Remember the TVC where the husband calls home, informing his better half of his colleagues coming over and she supernaturally cooks up sumptuous gajar halwa within minutes? Well, what they didn’t show is that the gang may have fallen prey to a host of kidney disorders, if they continue to drop by without notice.

Ready-to-fry food packets, instant snacks and heat-and-eat products might be a boon for the stressed city slicker, but unrestricted consumption of these might land you in trouble in the long term, especially if you don’t have the most resilient of kidneys, nutritionists feel. Here’s why…

Hidden evils

The convenience of a pre-packed food packet is too much of a price to pay for the threat emanating from them, especially for kidney patients. Most processed foods are laden with sweeteners, salts, phosphorus, artificial flavors and are stripped of natural nutrients. Most of them contain very high level of phosphorous and sodium, which forms a core ground for aggravated kidney problems.

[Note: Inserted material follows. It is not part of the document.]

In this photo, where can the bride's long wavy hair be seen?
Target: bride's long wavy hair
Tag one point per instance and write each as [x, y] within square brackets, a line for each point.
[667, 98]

– Phosphorus, an essential mineral found in second-largest concentration in the human body is said to be aggravating kidney problems by a large extent. Explains Dr. Sharad Seth, head of Nephrology, Nanavati Hospital, Mumbai, “For chronic kidney disorder patients, phosphorous is toxic and get accumulated in the body, causing severe harm.”

– Due to the phosphorous retention in the kidney patients, the parathyroid gland, that controls the amount of calcium in blood and bones, increases in size. “In an attempt to raise calcium in the blood, the body extracts calcium from the bones, and eventually the bones are harmed,” says Seth.

– “This not only leads to cardio vascular morbidity among the patients, but the sodium in the packaged foods can cause water retention and thereby put a lot of pressure on the kidneys,” he adds. The combination of too much sodium and too much water can be life threatening for a kidney patient.

Read between the lines

Practically speaking, it is not possible to completely do away with packaged foods in this age, but that doesn’t mean you don’t pay attention to the nutritional fact file of whatever you consume.

– Ingredients in a food label are listed according their quantity in the food. The main ingredient is always the first and lesser ones at the bottom.

– If you have kidney disease, you need to restrict sodium, potassium and phosphorus from your diet. “In most cases, sodium is mentioned, but phosphorous is not always listed as it forms a part of what is called additives,” says dietician, Dr, Jyoti Lalwani.

– “In the West, it is mandatory to list all the ingredients, but in India, the labels are not clear,” she says. Pay attention to the serving size mentioned (all food packets list ingredients on per serve basis) and look for words with Phos and sodium on the ingredient list.

– Cured meats, pickles, Chinese foods have high level of sodium whereas phosphorous is mostly present in dairy products, colas, meats and packaged nuts.

How much is too much?

Phosphorus is present in most of the foods that we normally consume such as cereals, meat, milk, nuts and vegetables. “An average requirement for an adult is 700 mg and if the intake exceeds the limit, it can prove highly toxic for an individual. Sodium is very essential and average consumption should be 1,600 mg per day (4 gm salt is equal to 1.6 g sodium).”

– “A pre-packed soup packet may contain monosodium glutamate and preservatives like sodium citrate or sodium benzoate,” says Dr. Lalwani.

– Patients are thus recommended to read nutrition labels carefully and minimize the intake as far as possible. Having fresh fruits and vegetables can balance the damage to some extent,” she adds.